Yes. And maybe I could -- I'll have James kind of go into the detail on capital allocation. But I mean, obviously, for us, investing in growth of the business is critical and kind of doubling down on our 2 growth opportunities, Dave, for us that are always front and center. First, from an innovation standpoint, Prysm iO, as we're building upon the extensive database that we've created over the last 20 years to now take that forward in a new device that is -- really literally can fit in anyone's pocket anywhere. This device, coupled with our database, extensive database and then the app, the intelligent wellness app coming along is a major -- for us, it's a major focus and source of investment as we lead out into this new world.

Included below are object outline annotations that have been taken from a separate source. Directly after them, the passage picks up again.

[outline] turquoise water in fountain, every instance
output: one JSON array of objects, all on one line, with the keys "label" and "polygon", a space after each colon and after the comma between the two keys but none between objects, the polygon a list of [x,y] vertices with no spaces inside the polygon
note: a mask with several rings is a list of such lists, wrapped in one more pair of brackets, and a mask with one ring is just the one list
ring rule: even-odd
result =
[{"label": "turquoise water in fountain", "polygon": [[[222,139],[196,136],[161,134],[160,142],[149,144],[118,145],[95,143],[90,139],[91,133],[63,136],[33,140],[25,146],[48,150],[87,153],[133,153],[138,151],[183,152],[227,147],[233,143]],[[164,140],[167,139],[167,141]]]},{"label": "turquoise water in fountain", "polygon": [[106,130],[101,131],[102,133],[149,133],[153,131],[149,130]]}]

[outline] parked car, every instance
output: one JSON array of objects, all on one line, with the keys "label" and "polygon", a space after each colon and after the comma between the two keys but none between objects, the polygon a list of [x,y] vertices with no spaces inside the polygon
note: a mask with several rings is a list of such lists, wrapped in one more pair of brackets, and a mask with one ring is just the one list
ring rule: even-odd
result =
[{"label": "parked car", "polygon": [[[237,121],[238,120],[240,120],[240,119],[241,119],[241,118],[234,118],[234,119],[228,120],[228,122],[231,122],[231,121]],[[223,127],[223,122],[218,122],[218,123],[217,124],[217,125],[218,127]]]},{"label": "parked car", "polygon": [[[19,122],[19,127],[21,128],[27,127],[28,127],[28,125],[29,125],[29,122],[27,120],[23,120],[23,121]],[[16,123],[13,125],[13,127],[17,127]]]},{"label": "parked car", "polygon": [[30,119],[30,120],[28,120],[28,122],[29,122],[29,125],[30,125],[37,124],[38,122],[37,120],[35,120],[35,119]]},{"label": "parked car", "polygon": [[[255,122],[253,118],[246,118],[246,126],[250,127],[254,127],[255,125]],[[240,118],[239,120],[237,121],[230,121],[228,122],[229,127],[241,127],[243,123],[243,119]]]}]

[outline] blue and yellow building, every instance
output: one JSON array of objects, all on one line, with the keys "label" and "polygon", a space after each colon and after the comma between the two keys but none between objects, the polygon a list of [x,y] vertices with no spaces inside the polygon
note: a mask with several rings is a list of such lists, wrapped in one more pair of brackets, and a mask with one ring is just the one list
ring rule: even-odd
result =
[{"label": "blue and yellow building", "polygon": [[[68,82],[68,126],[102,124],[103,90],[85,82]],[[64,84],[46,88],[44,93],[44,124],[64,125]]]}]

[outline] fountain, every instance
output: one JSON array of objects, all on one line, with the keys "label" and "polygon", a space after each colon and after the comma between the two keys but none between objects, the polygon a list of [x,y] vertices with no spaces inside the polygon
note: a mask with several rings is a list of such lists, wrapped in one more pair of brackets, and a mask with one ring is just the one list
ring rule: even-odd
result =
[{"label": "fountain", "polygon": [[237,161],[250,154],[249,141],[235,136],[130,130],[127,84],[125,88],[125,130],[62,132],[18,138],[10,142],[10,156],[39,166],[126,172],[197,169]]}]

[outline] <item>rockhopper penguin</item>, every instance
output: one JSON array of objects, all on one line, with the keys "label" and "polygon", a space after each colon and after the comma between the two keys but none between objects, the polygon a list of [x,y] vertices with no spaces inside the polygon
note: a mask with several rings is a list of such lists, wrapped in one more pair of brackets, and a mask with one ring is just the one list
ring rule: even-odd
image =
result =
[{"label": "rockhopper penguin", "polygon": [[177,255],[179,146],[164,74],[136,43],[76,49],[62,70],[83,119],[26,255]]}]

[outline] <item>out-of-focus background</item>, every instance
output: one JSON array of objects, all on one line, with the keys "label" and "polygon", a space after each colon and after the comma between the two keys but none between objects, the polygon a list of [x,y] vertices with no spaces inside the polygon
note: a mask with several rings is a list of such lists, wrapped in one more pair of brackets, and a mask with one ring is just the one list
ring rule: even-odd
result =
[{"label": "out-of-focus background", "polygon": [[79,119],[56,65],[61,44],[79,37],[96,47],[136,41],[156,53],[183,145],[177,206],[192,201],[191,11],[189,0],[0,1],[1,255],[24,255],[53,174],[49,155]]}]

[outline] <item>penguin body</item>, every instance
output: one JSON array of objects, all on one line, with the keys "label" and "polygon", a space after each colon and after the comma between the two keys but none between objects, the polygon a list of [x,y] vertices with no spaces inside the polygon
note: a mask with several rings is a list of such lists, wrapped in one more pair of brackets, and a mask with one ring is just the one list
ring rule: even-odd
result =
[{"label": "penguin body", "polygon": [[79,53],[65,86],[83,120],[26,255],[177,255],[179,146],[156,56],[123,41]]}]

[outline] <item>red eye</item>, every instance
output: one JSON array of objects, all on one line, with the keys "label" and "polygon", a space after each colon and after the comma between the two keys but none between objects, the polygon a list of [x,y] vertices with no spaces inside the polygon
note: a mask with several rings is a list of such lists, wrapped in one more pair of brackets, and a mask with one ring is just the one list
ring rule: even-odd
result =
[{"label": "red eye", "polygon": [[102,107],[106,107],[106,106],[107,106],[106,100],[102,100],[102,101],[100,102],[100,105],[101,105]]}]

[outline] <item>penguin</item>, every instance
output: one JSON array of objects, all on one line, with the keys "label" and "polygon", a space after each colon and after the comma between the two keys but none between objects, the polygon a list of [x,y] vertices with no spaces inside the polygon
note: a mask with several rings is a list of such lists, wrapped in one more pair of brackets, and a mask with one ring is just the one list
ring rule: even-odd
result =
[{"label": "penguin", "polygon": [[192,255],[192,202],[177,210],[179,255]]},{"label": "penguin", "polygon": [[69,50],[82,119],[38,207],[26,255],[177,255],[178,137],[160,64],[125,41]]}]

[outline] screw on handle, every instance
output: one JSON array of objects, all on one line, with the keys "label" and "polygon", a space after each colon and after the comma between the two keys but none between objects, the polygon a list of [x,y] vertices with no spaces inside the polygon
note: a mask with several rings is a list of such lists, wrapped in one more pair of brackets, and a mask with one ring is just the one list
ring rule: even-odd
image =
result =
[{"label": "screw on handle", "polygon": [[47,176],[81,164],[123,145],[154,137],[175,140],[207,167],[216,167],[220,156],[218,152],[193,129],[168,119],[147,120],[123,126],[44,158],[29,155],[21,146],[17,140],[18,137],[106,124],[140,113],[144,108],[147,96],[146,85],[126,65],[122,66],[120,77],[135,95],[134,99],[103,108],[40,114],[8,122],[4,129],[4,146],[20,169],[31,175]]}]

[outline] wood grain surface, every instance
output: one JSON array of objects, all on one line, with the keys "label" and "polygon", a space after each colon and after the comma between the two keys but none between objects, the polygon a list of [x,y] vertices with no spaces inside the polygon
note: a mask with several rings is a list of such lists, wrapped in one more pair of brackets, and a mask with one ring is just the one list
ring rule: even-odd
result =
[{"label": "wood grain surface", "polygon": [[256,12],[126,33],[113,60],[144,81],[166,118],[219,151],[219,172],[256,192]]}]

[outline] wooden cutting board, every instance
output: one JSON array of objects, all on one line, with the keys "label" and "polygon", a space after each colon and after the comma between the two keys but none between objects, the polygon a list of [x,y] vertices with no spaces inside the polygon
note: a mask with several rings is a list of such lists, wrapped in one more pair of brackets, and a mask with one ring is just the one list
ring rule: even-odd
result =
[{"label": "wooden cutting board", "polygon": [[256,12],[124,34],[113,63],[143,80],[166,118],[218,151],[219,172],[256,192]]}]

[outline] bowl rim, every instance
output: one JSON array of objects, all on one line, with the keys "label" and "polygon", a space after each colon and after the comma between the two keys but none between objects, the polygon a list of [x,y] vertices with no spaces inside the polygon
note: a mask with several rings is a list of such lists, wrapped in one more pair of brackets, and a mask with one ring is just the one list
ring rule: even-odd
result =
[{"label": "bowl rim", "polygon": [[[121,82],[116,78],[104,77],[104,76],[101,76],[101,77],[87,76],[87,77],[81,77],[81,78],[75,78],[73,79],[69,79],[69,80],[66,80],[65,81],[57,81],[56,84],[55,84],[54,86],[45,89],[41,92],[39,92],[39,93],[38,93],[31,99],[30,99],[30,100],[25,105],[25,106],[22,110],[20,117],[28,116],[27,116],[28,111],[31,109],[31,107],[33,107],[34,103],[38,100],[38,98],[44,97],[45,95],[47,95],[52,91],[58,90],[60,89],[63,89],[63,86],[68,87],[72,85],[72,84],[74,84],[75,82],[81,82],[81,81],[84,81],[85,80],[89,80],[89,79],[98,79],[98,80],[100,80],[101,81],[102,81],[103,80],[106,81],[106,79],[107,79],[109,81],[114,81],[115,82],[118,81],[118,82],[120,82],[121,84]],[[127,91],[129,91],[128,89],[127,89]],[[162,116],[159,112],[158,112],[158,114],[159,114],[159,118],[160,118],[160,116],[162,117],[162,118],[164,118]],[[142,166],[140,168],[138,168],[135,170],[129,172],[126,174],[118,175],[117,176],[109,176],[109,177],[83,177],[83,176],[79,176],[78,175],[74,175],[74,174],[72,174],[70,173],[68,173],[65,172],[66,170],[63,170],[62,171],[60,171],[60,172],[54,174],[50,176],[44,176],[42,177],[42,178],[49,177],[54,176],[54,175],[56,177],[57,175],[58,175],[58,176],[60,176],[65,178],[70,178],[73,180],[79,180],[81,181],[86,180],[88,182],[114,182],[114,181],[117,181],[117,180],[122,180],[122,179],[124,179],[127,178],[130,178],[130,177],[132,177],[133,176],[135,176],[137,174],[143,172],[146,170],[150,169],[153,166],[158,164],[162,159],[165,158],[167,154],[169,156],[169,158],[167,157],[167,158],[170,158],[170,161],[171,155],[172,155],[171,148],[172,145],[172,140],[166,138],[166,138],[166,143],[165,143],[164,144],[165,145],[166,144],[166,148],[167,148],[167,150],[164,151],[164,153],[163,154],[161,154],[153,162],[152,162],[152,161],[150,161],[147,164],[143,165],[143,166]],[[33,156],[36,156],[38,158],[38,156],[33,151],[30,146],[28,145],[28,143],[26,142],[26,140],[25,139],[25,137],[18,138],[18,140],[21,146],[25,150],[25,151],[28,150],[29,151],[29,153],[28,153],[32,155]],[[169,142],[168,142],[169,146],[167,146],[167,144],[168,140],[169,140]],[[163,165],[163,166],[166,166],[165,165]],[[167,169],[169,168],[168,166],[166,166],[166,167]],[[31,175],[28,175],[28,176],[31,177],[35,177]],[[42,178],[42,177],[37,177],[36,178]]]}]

And then, of course, leaning into developing markets. Again, we have a scalable model. We're taking a very different approach, digital first there. So we're not talking about massive fixed cost infrastructure investments, rather, we're really building it out to be scalable. And so as we go into India, that's a priority and making certain that we're really allocating our investment into growth first. But James, maybe you can talk more about capital allocation.

James D. Thomas

Analyst

Yes. Our capital allocation strategy has been consistent. We fund the business. We look for opportunities where we can find the growth, like Ryan mentioned, right now, Prysm iO, India and then other several initiatives inside the business, we're heavily funding. The second one is making sure that we're able to service our debt, that we can manage our obligations going forward with where we're in a really healthy position. And the third is to continue to pay a strong dividend, return value to shareholders through both our dividend and then when opportunity permits to be able to be in the market to repurchase shares. And so that's really what we have and we're looking forward. And we also look for other opportunities where we can take advantage of potential opportunity that may arise to go after growth.

Operator

Operator

I am showing no further questions at this time. I would like to turn it back to Ryan Napierski for closing remarks.

Ryan S. Napierski

Analyst

Well, we really appreciate everyone joining the call. If you have additional questions, please reach out to B.G., James, myself to answer those. We're very, very excited about the future as it's unfolding. We were pleased with our first half results and are now very focused on second half in preparations for 2026. We're going to be driving these 3 priorities across the business of accelerating innovation with Prysm iO and our intelligent wellness platform, strengthening our core business with developing and emerging markets beginning with India and then driving operational performance and efficiency, all with an end game of strengthening shareholder value as we provide greater opportunities for our empowered sales force, affiliates and powerful leaders around the world, where we provide them opportunities to grow and empowerment initiatives is where we find success in our business. So that's what we're acutely focused on. We'll look forward to updating you in coming quarters. And so please join the calls and reach out with any questions. Thank you.

Operator

Operator

Thank you for your participation in today's conference. This does conclude the program, and you may now disconnect.